The launch drifted through connected channels and the salt tang told Pete they were near the bog, moonlit mist curling away from the prow. Were it not for the pain in her ribs and the thrumming of darkness in the waters, they could have been on the hidden path to Avalon.
“We wait, for now,” said Jack. “Until we get where we’re going. I want to see what these sods are on about.”
“That’s a terrible plan,” Pete hissed. “We need to swim for it. Where we’re going to is an untimely death!”
“No…” said Jack slowly, his head swiveling as the skiff began to slow. Pete struggled up and followed his eyes. Jack tilted his head. “That’s where we’re going.”
Something massive and hunched rose out of the water, taller than the windbroken trees along the shore. It was stone and moss, slimy and shining as if it had just woken from under the mud. Columns held a crooked roofpiece made of insectoid carapaces and steps covered in algae led to the round opening, jagged pieces of broken stone lining it like rotted teeth.
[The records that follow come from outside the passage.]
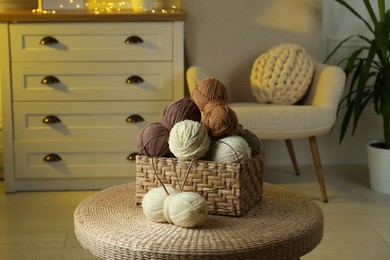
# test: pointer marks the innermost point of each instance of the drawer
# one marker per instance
(83, 120)
(78, 160)
(91, 41)
(92, 81)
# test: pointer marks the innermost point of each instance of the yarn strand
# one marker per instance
(158, 178)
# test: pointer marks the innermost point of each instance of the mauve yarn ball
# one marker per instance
(219, 119)
(153, 140)
(180, 110)
(207, 90)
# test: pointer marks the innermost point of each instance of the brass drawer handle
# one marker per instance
(134, 79)
(48, 41)
(135, 119)
(132, 156)
(134, 39)
(51, 120)
(50, 80)
(52, 157)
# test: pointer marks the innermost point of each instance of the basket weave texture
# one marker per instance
(230, 189)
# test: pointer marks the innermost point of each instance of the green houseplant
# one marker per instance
(368, 71)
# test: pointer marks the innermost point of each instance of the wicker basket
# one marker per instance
(230, 189)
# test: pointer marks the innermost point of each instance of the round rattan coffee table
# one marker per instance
(284, 225)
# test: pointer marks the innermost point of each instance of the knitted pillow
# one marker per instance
(282, 75)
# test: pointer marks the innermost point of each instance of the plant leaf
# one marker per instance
(350, 8)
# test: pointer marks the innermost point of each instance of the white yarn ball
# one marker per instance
(186, 209)
(282, 75)
(230, 149)
(153, 202)
(189, 140)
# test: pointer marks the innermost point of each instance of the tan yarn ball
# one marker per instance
(207, 90)
(282, 75)
(186, 209)
(219, 119)
(153, 203)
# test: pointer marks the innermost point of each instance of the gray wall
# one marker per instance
(248, 27)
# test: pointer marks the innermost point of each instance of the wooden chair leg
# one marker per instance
(291, 152)
(318, 167)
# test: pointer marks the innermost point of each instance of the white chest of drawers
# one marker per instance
(75, 95)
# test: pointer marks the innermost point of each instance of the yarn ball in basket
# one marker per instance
(189, 140)
(282, 75)
(180, 110)
(207, 90)
(219, 119)
(253, 141)
(153, 140)
(185, 209)
(230, 149)
(153, 203)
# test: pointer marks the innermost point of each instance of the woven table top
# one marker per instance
(285, 225)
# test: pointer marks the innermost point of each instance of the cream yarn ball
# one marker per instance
(189, 140)
(186, 209)
(153, 202)
(282, 75)
(230, 149)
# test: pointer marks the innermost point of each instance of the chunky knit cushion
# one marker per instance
(282, 75)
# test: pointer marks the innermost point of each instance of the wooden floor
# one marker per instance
(39, 225)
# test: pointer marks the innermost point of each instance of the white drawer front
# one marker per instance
(92, 41)
(83, 120)
(78, 160)
(93, 81)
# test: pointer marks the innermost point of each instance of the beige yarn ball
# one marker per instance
(153, 202)
(282, 75)
(230, 149)
(186, 209)
(189, 140)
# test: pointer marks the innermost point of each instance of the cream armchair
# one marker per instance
(315, 116)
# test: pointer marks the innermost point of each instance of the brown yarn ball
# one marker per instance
(153, 140)
(219, 119)
(180, 110)
(207, 90)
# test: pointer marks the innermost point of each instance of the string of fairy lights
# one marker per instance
(98, 6)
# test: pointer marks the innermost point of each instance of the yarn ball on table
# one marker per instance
(219, 119)
(153, 140)
(153, 203)
(180, 110)
(282, 75)
(186, 209)
(207, 90)
(230, 149)
(189, 140)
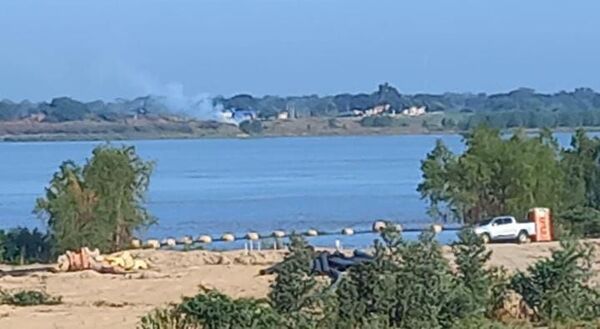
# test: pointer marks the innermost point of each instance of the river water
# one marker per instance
(211, 186)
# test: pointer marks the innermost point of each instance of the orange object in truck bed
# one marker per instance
(543, 224)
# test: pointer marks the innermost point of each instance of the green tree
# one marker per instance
(494, 176)
(557, 289)
(100, 204)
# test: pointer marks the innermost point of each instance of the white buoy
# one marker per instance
(205, 239)
(153, 243)
(187, 240)
(228, 237)
(252, 236)
(170, 242)
(136, 243)
(379, 226)
(338, 245)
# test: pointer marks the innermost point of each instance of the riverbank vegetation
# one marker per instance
(155, 116)
(98, 204)
(408, 284)
(499, 175)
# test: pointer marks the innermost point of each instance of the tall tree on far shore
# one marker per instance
(494, 176)
(99, 205)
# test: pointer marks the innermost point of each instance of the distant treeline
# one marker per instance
(519, 108)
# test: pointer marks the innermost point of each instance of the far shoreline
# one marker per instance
(375, 132)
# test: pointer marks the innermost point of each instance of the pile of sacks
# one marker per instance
(86, 259)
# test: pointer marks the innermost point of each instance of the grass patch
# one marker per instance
(28, 298)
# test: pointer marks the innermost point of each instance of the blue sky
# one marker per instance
(115, 48)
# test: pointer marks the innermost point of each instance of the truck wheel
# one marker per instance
(485, 238)
(523, 237)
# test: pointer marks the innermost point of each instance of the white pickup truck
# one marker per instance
(505, 228)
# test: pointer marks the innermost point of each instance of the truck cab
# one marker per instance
(505, 228)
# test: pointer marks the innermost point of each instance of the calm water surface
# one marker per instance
(217, 185)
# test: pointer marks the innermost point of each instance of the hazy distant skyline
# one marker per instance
(108, 49)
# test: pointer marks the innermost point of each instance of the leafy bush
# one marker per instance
(28, 298)
(100, 204)
(293, 282)
(166, 318)
(557, 288)
(406, 285)
(22, 246)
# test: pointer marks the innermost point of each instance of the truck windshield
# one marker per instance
(485, 222)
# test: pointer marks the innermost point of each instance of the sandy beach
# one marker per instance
(92, 300)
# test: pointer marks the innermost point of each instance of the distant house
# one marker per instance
(414, 111)
(237, 116)
(285, 115)
(240, 115)
(377, 110)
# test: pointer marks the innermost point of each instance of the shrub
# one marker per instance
(253, 127)
(557, 288)
(22, 246)
(407, 285)
(166, 318)
(98, 205)
(28, 298)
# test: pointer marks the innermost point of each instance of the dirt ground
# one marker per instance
(92, 300)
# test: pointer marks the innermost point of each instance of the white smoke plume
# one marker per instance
(200, 106)
(171, 95)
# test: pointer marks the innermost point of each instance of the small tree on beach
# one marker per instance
(98, 205)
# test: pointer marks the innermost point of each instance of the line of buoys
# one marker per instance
(205, 239)
(377, 226)
(252, 236)
(152, 243)
(228, 237)
(186, 240)
(312, 232)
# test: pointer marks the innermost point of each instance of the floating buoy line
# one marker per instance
(188, 240)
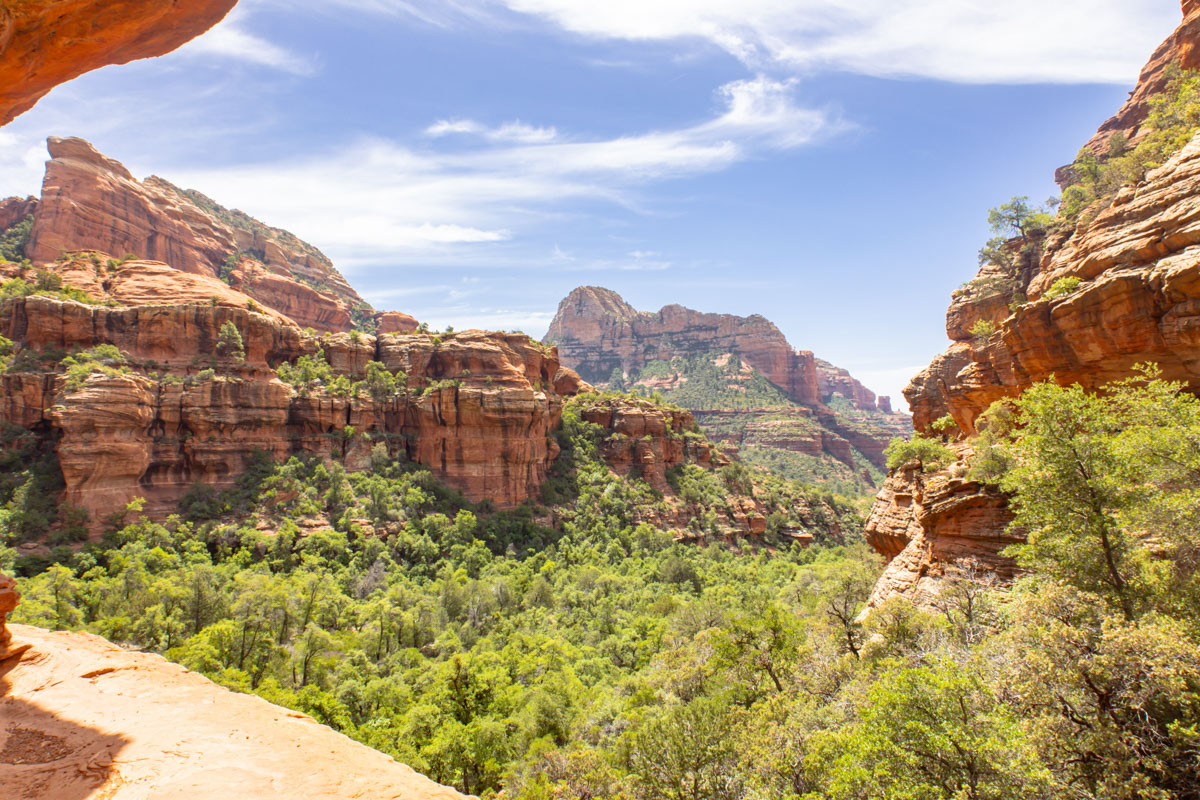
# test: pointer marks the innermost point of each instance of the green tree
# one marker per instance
(229, 344)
The skiff bumped against the bottom stones and Donovan hauled her up, nearly dislocating her arm.
“Any tricks from ye,” he told Jack, “and she breaks like a matchstick.”
“I’ll enjoy feeding you your still-beating heart, you bastard,” Jack said pleasantly as Gerry pushed him out of the boat.
“Hear that, Donnie-boy?” Gerry said. “That’s a sentiment born of true love.” They laughed as Pete and Jack were herded up the steps to the temple door.
It was a temple. That was the best way Pete could describe it. The stones were massive and hand cut, carved with curling tentacles and lidless eyes and the great humped backs of creatures rolling through deep waves. Gaseous fumes ting
ed the air of the single open chamber yellow. The temple wasn’t Roman and it wasn’t Celtic or Saxon—the place was slightly out of focus, as if built by something with an idea of human shapes but no practice.
Moss and algae covered almost every surface and Pete slipped, going down hard. Donovan dragged her the rest of the way by her scruff, locking her next to Jack into the neck cuff and a pair of iron shackles, chains bolted to a collapsing column.
Jack winced. “Iron’s cold,” he said by way of explanation.
“You better have a bloody good plan,” Pete whispered. Witch-light flamed up in alcoves along the walls, and Pete saw the chamber was larger than it appeared, stretching to a massive fallen-in piece of the floor leaking bubbling marsh water. Tiny waves sloshed at her bare feet.
“Trust me, I’ll be thinking of one right quickly,” said Jack. “Interesting place, though. Appears to be some kind of death cult, chaos worshippers.”
“Two pathetic sods without girlfriends,” Pete muttered. “Not much of a cult.”
Gerry hit a bronze gong mounted near the edge of the water pit, and with a low moan and a shuffling of feet a row of robed figures shuffled in. Their tattered black garments bore the tridach mark. Pete recognized the doorman from the hotel, and a friendly clerk at the petrol station where she and Jack had stopped on their way into the city.
“Bugger all. Look at them.”
“Patience,” Jack sighed. “I’m sure they’ll eventually free us for the sacrifice, and then you can kick them, and I’ll send up a little smoke, and we’ll be off in the bloody boat.”
“That’s about as well-planned as this holiday was,” Pete snapped.
“Listen!” Jack shouted. A few of the cultists glanced at them. “You didn’t have to come along, but I was trying to do something for you because I felt bloody guilty about what happened in London and now that we’ve managed to end up like this, I just feel bloody stupid, neither of which is improving my mood, and on top of it all I feel a hangover coming on, so you can just bugger the bloody hell off, Petunia!”